Seorang gadis menatap sendu ke arah taman. Duduk berpangku tangan dengan guratan kesepian. Sepertinya jutaan kesedihan tengah menyelimuti hatinya. Dibalik bibir yang terus terkembang, ada luka dalam yang sedang berusaha ia pendam.
Hanya berteman dengan angin yang masih setia membelai lembut rambut cokelatnya. Tubuh kecil nan kurus itu kini terisak, menahan derasnya air mata. Begitu sepi dan sendiri, bahkan jangkrik dan kumbang pun enggan menyapa.
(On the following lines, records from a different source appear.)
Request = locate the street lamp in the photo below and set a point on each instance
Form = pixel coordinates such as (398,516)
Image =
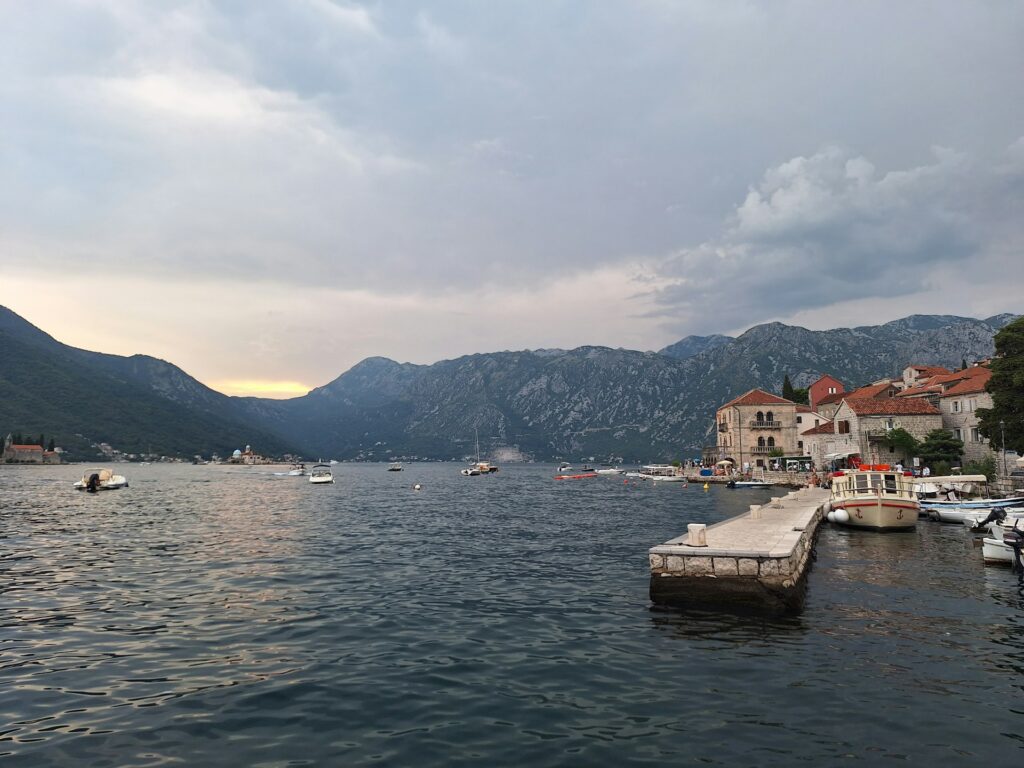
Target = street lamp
(1003,433)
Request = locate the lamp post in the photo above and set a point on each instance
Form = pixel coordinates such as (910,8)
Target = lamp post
(1003,434)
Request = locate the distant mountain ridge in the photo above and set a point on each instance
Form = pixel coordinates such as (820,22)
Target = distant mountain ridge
(579,402)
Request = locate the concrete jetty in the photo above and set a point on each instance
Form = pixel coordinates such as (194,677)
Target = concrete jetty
(758,559)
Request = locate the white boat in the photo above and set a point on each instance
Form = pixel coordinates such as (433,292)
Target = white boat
(321,473)
(873,497)
(478,467)
(1005,544)
(976,518)
(100,479)
(663,473)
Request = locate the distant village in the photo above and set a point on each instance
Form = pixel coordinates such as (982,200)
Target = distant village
(838,427)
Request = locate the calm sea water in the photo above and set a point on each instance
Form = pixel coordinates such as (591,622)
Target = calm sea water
(213,615)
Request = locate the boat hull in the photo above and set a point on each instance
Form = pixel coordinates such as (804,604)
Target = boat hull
(878,514)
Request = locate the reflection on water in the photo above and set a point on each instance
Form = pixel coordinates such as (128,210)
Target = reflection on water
(216,615)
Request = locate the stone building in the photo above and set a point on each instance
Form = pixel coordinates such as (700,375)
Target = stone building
(756,426)
(884,388)
(824,386)
(17,454)
(868,422)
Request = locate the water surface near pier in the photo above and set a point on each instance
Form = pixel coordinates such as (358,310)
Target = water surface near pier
(215,615)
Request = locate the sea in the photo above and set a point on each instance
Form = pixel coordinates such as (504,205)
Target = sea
(214,615)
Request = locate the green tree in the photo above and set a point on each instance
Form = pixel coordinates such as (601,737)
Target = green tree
(940,445)
(903,442)
(1007,388)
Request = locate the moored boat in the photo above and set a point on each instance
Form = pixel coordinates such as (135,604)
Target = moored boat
(100,479)
(321,474)
(873,497)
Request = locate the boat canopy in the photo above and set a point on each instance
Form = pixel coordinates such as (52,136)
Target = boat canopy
(949,479)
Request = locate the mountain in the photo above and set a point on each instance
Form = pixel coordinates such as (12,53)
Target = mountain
(692,345)
(600,401)
(552,402)
(134,403)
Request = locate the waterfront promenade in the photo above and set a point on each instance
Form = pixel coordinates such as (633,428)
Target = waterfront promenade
(757,560)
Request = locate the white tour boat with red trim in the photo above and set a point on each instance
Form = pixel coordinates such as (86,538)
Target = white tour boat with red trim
(873,497)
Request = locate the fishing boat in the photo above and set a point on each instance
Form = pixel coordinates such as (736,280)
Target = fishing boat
(100,479)
(321,474)
(873,497)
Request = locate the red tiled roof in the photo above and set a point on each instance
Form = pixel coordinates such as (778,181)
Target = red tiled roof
(891,407)
(871,390)
(971,385)
(758,397)
(825,428)
(931,370)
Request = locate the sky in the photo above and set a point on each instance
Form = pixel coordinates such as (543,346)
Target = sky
(265,194)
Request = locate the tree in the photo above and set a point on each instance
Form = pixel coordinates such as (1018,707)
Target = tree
(940,445)
(1007,388)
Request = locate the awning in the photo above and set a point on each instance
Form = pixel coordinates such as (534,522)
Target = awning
(841,455)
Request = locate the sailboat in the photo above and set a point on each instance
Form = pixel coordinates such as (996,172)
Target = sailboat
(478,467)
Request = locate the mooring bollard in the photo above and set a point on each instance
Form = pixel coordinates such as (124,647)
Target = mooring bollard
(696,535)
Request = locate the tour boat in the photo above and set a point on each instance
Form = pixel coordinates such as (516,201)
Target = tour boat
(873,497)
(100,479)
(663,473)
(321,473)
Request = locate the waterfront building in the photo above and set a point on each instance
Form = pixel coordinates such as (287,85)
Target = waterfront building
(756,427)
(826,385)
(19,454)
(863,425)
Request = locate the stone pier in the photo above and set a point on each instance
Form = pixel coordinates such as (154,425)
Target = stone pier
(756,560)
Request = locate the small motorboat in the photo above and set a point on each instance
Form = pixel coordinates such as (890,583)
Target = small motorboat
(748,484)
(321,474)
(100,479)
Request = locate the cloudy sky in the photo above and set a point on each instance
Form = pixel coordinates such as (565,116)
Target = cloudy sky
(264,194)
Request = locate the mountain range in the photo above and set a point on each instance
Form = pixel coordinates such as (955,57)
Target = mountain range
(548,403)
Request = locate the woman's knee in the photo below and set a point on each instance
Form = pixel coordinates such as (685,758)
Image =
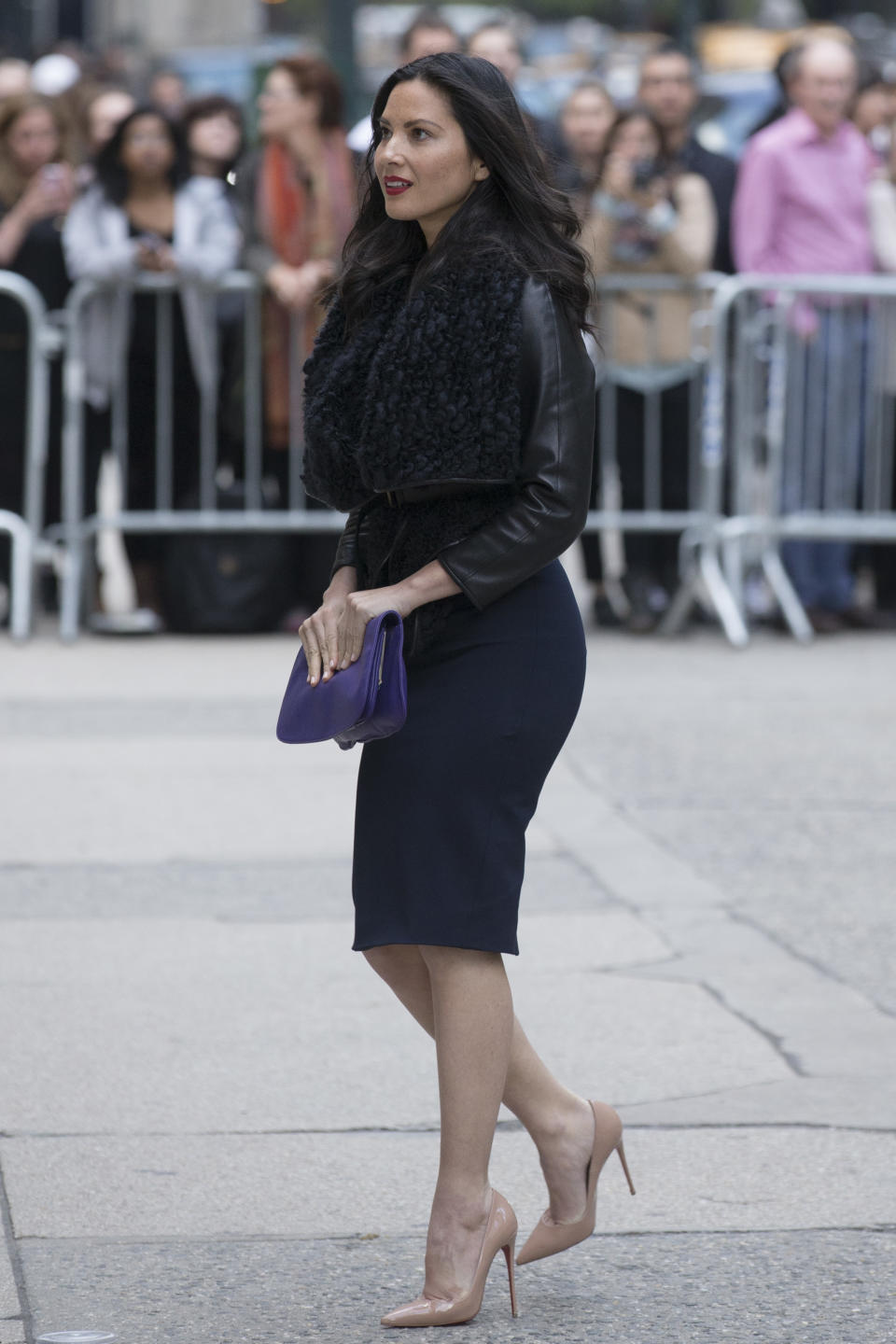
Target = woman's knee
(394,959)
(449,959)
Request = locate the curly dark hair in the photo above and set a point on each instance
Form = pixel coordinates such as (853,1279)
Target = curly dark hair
(112,174)
(514,214)
(665,158)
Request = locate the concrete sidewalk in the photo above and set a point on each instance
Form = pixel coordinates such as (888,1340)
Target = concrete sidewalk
(217,1126)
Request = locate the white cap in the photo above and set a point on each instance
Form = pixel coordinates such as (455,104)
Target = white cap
(54,74)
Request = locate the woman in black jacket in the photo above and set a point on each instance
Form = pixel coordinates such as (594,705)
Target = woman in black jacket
(450,409)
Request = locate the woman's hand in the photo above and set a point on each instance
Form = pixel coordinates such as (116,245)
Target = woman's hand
(296,287)
(333,636)
(618,176)
(49,192)
(156,259)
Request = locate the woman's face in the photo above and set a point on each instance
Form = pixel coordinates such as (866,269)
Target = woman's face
(424,162)
(586,121)
(105,116)
(636,140)
(216,137)
(33,141)
(147,151)
(284,110)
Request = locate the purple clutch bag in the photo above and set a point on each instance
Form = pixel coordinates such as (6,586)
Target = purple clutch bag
(366,700)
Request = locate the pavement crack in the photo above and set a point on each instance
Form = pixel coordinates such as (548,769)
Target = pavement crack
(749,922)
(15,1261)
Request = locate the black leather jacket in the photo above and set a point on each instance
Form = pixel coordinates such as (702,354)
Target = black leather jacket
(558,402)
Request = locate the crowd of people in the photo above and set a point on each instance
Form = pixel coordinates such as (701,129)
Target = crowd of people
(104,180)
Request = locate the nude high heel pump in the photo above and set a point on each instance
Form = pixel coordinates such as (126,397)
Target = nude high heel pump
(500,1236)
(548,1238)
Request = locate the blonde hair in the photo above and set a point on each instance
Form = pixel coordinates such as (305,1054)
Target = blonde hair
(12,180)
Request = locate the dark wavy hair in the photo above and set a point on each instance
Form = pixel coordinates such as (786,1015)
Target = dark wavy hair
(513,214)
(315,78)
(112,174)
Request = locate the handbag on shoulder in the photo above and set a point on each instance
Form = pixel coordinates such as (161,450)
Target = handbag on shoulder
(361,702)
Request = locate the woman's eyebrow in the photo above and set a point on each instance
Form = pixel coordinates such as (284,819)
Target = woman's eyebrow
(414,121)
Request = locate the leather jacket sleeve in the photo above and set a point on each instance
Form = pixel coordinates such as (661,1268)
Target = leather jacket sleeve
(558,388)
(347,547)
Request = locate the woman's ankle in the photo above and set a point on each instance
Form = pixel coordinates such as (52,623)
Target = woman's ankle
(462,1203)
(559,1123)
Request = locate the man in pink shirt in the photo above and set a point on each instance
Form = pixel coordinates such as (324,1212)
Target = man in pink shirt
(801,206)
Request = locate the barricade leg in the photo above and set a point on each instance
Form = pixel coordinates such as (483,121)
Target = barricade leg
(791,608)
(721,595)
(70,588)
(21,573)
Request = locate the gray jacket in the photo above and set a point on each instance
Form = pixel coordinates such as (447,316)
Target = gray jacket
(97,246)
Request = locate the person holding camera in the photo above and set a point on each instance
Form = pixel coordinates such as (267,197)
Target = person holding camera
(648,219)
(36,189)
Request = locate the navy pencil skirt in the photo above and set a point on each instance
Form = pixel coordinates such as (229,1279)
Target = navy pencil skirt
(442,805)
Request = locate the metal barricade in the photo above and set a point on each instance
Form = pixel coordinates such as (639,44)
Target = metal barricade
(809,421)
(699,498)
(24,528)
(79,528)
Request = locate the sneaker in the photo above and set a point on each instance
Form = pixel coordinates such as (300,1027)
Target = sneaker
(143,620)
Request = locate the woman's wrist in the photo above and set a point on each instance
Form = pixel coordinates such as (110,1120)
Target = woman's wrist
(431,583)
(343,582)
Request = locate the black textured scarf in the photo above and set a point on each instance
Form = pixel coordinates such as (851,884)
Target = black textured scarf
(425,390)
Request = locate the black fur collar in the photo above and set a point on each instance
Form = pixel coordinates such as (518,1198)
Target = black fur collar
(425,390)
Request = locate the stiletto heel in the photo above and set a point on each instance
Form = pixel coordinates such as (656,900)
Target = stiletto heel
(548,1238)
(624,1166)
(500,1236)
(508,1254)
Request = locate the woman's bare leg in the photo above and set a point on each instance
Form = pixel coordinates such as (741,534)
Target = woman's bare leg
(473,1019)
(560,1124)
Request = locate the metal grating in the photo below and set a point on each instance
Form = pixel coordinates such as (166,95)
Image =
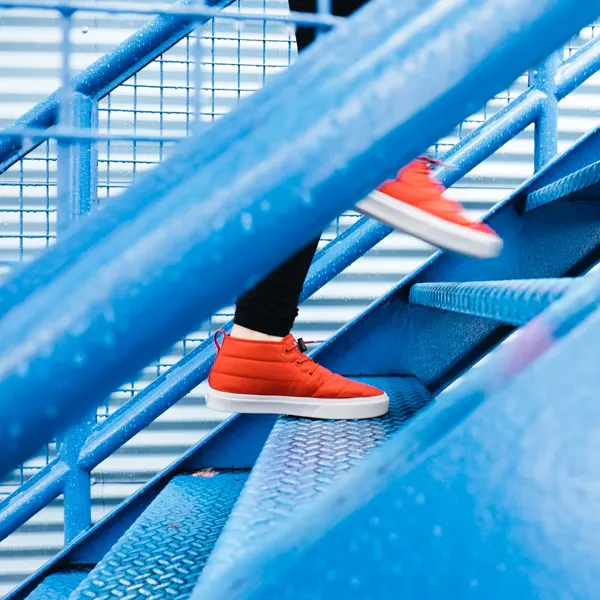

Ternyata kegundahan yang ia rasa juga turut dirasa Baswara. Pria muda nan gagah yang begitu berkarisma. Pria tampan yang diam-diam menyimpan rasa padanya. Bulir air mata yang turun memaksa Baswara untuk segera menghampirinya. Melangkah pelan dengan jutaan harapan.
Jantungnya bergemuruh, bak badai yang memburu. Namun langkah tidak kunjung goyah. Kesedihan sang pujaan, sangat menyakitkan. Ingin segera ia tiba dan menyentuh dirinya. Menyeka tetesan air mata dan menenangkan dalam dekapan jiwa.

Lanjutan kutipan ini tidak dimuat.